Prices soften with onset of monsoon
* Steel prices remained sluggish in May’25 due to the early onset of the monsoon. HRC hovered around INR52,000/t and rebar prices softened by 1% to INR56,450/t as mills offered discounts/rebates to augment sales.
* Channel checks suggest that prices are likely to remain under pressure owing to the early onset of the monsoon, which will limit construction activity. In early Jun’25, mills reduced rebar list prices by up to INR1,500/t.
* Chinese flat steel prices remained under pressure (fell 1% MoM to USD455/t in May’25), driven by weak domestic demand and oversupply.
* According to the Joint Plant Committee (JPC), crude/finish steel production was up by 5% MoM at 13.5/13.2mt in May’25. India’s exports dipped 5%, while imports increased by 14% MoM in May’25, primarily led by supply constraints caused by US tariffs/duties, leading to the rerouting of cheap imports.

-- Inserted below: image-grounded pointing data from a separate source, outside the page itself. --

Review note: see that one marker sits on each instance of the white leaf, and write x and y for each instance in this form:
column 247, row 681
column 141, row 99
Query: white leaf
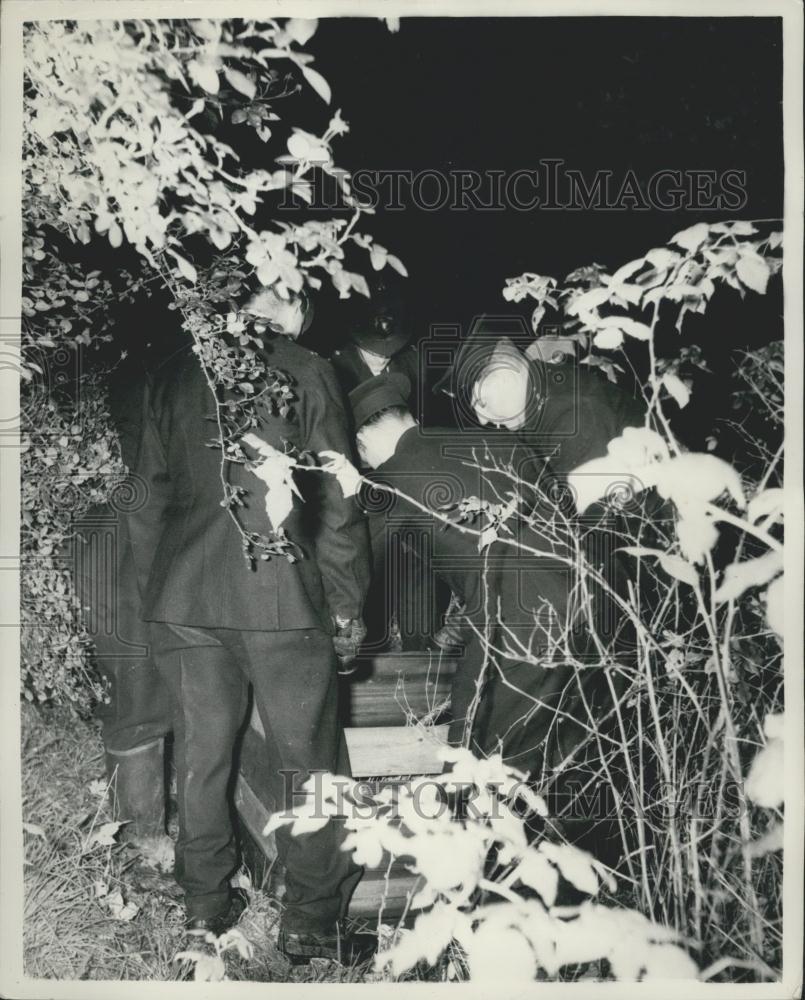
column 692, row 238
column 535, row 870
column 349, row 479
column 275, row 821
column 235, row 938
column 679, row 568
column 276, row 471
column 576, row 866
column 185, row 267
column 115, row 235
column 753, row 271
column 487, row 537
column 430, row 935
column 397, row 264
column 318, row 83
column 774, row 725
column 769, row 503
column 118, row 908
column 765, row 783
column 241, row 82
column 205, row 75
column 677, row 389
column 738, row 577
column 662, row 258
column 105, row 835
column 608, row 339
column 772, row 840
column 695, row 531
column 775, row 596
column 196, row 109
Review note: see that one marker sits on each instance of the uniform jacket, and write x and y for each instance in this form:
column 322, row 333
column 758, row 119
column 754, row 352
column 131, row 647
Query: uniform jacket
column 508, row 588
column 200, row 576
column 576, row 413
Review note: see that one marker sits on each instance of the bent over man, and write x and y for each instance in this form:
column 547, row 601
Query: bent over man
column 220, row 623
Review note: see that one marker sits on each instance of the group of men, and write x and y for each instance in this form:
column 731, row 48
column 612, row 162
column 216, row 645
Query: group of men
column 214, row 626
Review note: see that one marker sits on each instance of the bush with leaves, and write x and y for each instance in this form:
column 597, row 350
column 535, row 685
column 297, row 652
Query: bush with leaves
column 695, row 760
column 120, row 149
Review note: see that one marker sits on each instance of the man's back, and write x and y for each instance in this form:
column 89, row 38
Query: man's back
column 200, row 575
column 581, row 412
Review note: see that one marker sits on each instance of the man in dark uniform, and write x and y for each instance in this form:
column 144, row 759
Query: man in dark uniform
column 379, row 341
column 113, row 550
column 564, row 411
column 517, row 604
column 379, row 347
column 219, row 623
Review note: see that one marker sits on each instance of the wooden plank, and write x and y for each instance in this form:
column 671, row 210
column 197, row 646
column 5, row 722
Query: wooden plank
column 377, row 751
column 385, row 885
column 385, row 689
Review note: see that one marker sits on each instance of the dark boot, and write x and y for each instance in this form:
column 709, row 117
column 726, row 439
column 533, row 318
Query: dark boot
column 137, row 782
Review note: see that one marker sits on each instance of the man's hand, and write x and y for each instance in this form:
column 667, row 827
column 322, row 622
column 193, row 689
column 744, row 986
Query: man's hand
column 348, row 638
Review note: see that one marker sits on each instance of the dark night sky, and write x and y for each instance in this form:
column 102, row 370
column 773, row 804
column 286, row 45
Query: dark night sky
column 484, row 94
column 503, row 93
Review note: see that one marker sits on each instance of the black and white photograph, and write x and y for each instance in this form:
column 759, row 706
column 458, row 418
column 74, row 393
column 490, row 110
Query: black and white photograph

In May’25, finished steel consumption in India increased by 9% MoM to 13mt amid discounts/rebates offered by mills and some premonsoon restocking.

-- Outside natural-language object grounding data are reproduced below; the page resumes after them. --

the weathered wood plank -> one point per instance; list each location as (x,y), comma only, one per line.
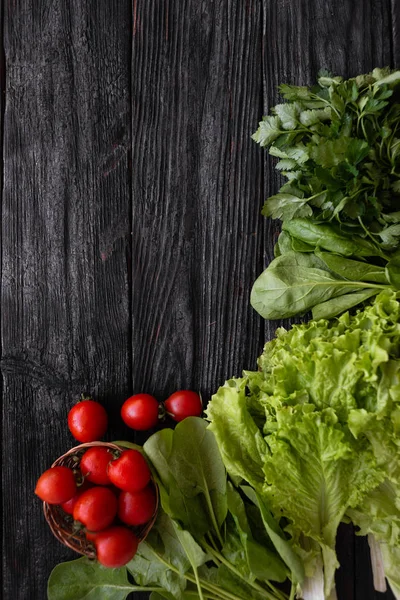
(299,38)
(196,191)
(66,214)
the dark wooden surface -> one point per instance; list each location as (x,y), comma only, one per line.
(131,227)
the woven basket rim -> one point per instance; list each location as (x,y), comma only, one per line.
(61,524)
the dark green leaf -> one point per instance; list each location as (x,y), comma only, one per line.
(393,272)
(327,237)
(286,206)
(277,537)
(262,563)
(85,579)
(353,270)
(294,283)
(288,115)
(189,465)
(336,306)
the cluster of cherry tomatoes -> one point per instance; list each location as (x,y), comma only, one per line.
(108,492)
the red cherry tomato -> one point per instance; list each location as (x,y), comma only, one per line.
(183,404)
(87,421)
(140,412)
(115,546)
(94,463)
(68,506)
(56,485)
(129,472)
(137,508)
(96,508)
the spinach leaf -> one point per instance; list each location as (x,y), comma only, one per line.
(295,282)
(190,469)
(353,270)
(262,563)
(336,306)
(85,579)
(393,272)
(326,236)
(277,536)
(161,559)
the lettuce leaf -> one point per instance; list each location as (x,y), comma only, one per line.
(316,431)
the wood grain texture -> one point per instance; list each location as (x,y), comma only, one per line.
(196,190)
(66,213)
(131,226)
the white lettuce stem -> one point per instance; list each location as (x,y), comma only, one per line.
(377,564)
(312,588)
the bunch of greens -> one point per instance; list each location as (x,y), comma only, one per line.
(211,540)
(339,147)
(316,433)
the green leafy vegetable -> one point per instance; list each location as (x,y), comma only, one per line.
(324,408)
(83,579)
(296,282)
(342,140)
(203,544)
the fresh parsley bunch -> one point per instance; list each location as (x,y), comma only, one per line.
(338,144)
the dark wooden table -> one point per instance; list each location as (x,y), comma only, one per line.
(131,227)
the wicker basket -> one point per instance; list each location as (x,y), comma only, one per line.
(62,524)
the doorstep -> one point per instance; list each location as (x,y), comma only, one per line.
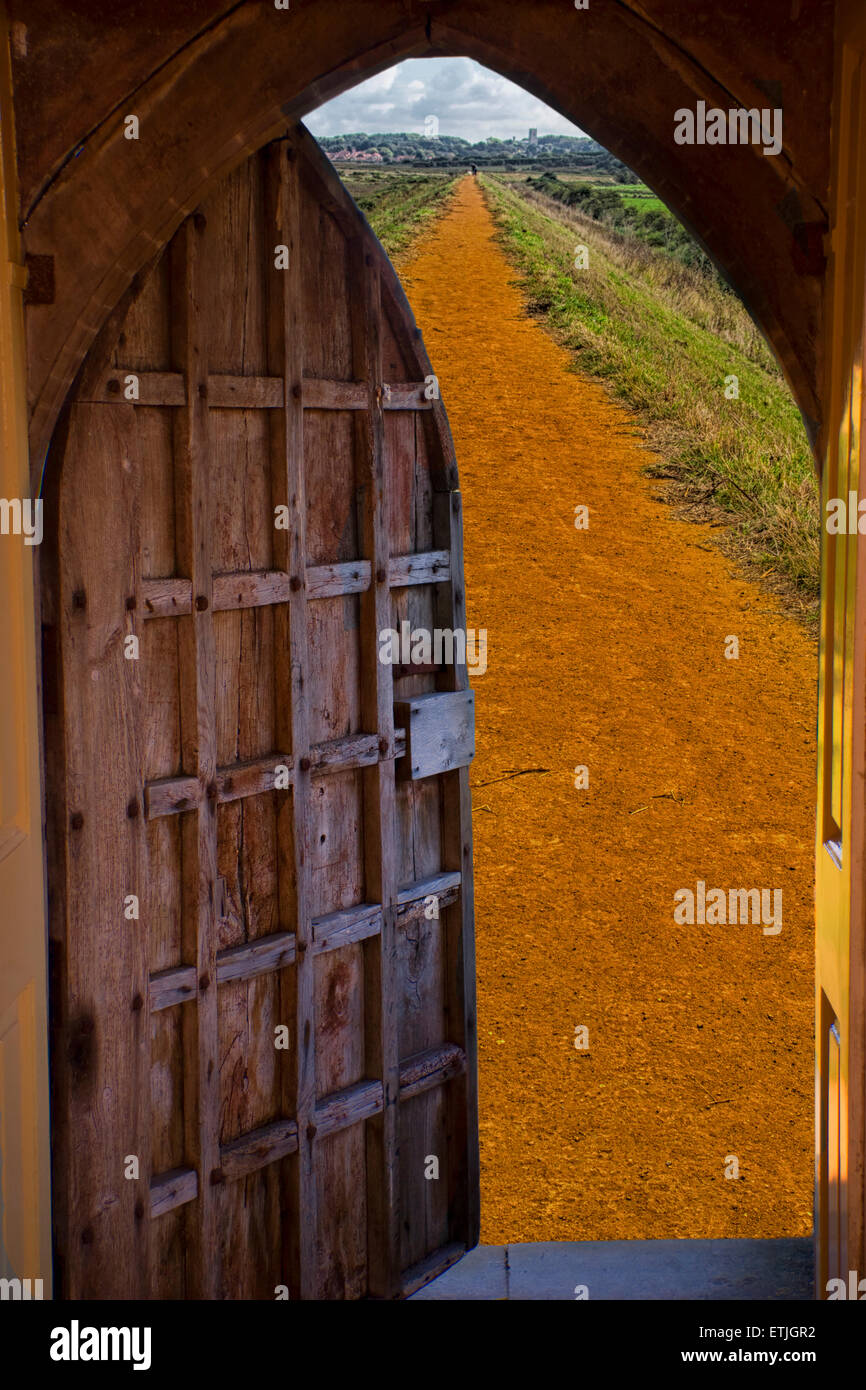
(656,1269)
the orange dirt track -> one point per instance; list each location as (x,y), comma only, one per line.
(606,649)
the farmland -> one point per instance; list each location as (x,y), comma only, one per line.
(665,337)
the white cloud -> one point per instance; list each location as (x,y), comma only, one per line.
(469,100)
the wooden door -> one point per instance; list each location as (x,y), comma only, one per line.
(841,820)
(264,1057)
(25,1246)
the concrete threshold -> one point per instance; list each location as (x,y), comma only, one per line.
(758,1271)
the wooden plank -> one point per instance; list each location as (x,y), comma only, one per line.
(154,388)
(428,1069)
(102,1040)
(406,395)
(230,392)
(460,1005)
(334,395)
(349,1107)
(174,795)
(227,392)
(166,598)
(168,987)
(344,754)
(199,752)
(339,929)
(173,1189)
(380,794)
(327,581)
(413,902)
(171,795)
(253,777)
(288,488)
(441,884)
(249,588)
(257,1148)
(431,1266)
(431,567)
(259,957)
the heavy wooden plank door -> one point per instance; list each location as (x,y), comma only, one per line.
(841,820)
(263,1058)
(25,1226)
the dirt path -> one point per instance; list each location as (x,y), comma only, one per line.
(606,648)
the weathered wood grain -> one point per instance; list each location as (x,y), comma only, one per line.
(305,908)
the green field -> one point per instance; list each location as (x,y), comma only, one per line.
(665,337)
(396,205)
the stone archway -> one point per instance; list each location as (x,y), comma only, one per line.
(213,88)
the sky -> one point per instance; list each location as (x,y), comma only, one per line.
(467,99)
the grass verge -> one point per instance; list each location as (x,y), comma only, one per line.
(399,206)
(669,341)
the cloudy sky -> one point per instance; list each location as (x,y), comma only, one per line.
(467,99)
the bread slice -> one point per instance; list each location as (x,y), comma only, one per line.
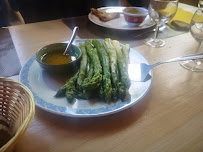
(104,16)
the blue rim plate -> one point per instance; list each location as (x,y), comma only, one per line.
(44,87)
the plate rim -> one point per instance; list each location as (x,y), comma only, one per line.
(128,29)
(127,104)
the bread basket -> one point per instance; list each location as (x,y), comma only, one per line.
(17,108)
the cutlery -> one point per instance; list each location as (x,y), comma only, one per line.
(75,30)
(140,71)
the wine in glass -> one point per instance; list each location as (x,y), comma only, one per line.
(161,11)
(196,30)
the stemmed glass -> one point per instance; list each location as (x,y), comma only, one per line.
(196,30)
(161,11)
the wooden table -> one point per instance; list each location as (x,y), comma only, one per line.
(167,119)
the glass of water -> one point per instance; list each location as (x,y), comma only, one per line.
(196,30)
(161,11)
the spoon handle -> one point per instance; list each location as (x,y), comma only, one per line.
(75,30)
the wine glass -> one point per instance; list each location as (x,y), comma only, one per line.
(196,30)
(161,11)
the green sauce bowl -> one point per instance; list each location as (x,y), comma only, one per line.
(69,67)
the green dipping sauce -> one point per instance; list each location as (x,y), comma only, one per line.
(133,11)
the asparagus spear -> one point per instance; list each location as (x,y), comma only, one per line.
(95,82)
(71,88)
(121,64)
(113,65)
(106,81)
(83,66)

* Prices for non-ferrous commodities remained stable MoM during May’25, where aluminum prices stood at USD2,450/t (+3% MoM) and copper at USD9,500/t (+3% MoM). Even alumina prices rose 3% MoM in May’25. Zinc and Lead continued to hover close to USD2,600/t and USD1,950/t during May’25, respectively.
Input costs remain muted in May’25
* In May’25, NMDC took a price hike of INR440/t for both lumps and fines. However, NMDC cut Iron ore prices by INR140 for both lumps and fines in early Jun’25, due to weak demand from pellet, sponge and steel markets. We expect iron ore prices to remain volatile in Jun’25 amid weak market sentiment and muted demand during the monsoon.

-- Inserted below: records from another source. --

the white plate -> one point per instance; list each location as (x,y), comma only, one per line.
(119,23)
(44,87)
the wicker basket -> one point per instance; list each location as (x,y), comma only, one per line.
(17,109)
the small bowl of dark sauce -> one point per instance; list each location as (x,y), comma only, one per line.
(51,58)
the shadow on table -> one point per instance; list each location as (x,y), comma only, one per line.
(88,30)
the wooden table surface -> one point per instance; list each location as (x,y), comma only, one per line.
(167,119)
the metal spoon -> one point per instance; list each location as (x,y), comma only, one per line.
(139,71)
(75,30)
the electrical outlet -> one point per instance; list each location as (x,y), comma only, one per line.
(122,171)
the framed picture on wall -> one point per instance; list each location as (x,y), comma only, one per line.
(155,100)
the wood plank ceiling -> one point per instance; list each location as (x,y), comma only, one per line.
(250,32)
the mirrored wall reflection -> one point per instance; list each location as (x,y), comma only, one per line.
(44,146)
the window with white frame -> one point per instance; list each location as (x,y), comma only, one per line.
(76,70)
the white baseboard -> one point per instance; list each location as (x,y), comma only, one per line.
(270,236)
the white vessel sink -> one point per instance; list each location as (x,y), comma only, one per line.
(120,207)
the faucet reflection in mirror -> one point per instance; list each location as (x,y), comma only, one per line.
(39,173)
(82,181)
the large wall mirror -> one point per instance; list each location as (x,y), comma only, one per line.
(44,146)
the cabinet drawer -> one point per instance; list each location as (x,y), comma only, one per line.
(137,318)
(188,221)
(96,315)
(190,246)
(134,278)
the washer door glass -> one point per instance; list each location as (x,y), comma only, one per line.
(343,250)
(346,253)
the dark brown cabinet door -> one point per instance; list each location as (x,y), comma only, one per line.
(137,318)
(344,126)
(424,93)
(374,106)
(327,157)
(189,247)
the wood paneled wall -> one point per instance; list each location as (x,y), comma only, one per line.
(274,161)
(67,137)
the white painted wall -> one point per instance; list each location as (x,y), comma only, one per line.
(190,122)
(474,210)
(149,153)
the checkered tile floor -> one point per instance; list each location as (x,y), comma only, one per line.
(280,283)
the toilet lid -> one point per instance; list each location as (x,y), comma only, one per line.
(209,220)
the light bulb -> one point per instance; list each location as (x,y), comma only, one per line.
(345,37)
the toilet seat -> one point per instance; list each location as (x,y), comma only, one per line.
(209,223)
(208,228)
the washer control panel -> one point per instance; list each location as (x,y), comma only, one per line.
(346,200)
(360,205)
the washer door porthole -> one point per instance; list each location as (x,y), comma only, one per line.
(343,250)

* Premium hard coking coal prices (CNF Paradip, India) remained rangebound at USD180-200/t, due to weak demand globally. Average coking coal prices improved 5% MoM to USD206/t in May’25, led by monsoon-led restocking. Most companies expect coking coal prices to remain in a tight range in the near to medium term (during 4Q earning calls, companies guided coking cost to decline USD10-15/t amid low-cost inventory).
* Domestic coal production was up 3% YoY at ~93mt (achieved ~93% of monthly target), while Coal India production fell 1% YoY to 63.5mt in May’25. Domestic coal dispatches declined by 2% YoY to 89mt in May’25, led by weak power sector demand (dispatches to power sector fell 2% YoY).